La continence urinaire résulte d’un mécanisme dynamique impliquant la coordination entre des muscles lisses et striés, assurant un équilibre entre la fermeture et l’ouverture du col vésical en fonction des besoins.
Le contrôle de la miction résulte d’une coordination entre centres nerveux centraux et périphériques.

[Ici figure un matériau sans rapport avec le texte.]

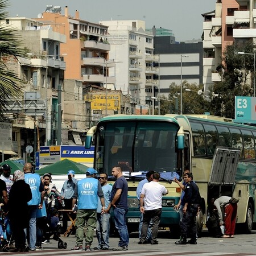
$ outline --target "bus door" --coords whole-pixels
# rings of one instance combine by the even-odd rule
[[[236,173],[241,150],[217,146],[215,150],[210,173],[208,199],[221,196],[232,196]]]

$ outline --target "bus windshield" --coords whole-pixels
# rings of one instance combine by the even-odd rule
[[[176,148],[178,130],[168,122],[102,121],[96,133],[95,167],[109,175],[116,166],[129,174],[154,170],[180,175]]]

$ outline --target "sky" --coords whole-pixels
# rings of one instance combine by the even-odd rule
[[[201,14],[215,9],[216,0],[9,0],[10,16],[36,18],[47,5],[61,6],[64,14],[76,10],[81,19],[101,20],[139,19],[147,28],[155,26],[172,30],[176,41],[197,39],[203,33]]]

Le centre pontin de la miction, situé dans le cerveau, joue un rôle central en intégrant les signaux sensoriels et en modulant la réponse motrice. Les voies afférentes sensitives transmettent la sensation de distension de la vessie au centre nerveux, qui, en réponse, envoie des signaux via les voies efférentes motrices pour contracter la musculature vésicale et relâcher le sphincter urétral. Le nerf pudendal intervient dans le contrôle volontaire du sphincter strié urétral, permettant de retarder ou d’initier la miction selon la volonté. La régulation est donc une interaction complexe entre réflexes automatiques et contrôle volontaire précis.
La miction est régulée par un système nerveux sophistiqué, combinant réflexes involontaires et contrôle volontaire, assurant une coordination fine entre la contraction de la vessie et le relâchement du sphincter urétral.
Ampoule rectale : partie terminale du rectum, qui permet le stockage des selles en accumulant celles-ci avant leur évacuation.
Canal anal : passage musculaire et membranaire reliant le rectum à l’extérieur, permettant le contrôle de la défécation.
Sphincter anal interne : muscle lisse involontaire situé en continu avec la muqueuse rectale, assurant majoritairement la continence anale (85%).
Sphincter anal externe : muscle strié volontaire entourant le canal anal, participant secondairement à la continence (15%).
Muscle puborectal : muscle strié formant un anneau autour du rectum, contribuant à l’angle ano-rectal en se tendant ou se relâchant pour réguler l’évacuation.
Angle ano-rectal : angle formé entre le rectum et le canal anal, dont la modification influence la continence et la défécation.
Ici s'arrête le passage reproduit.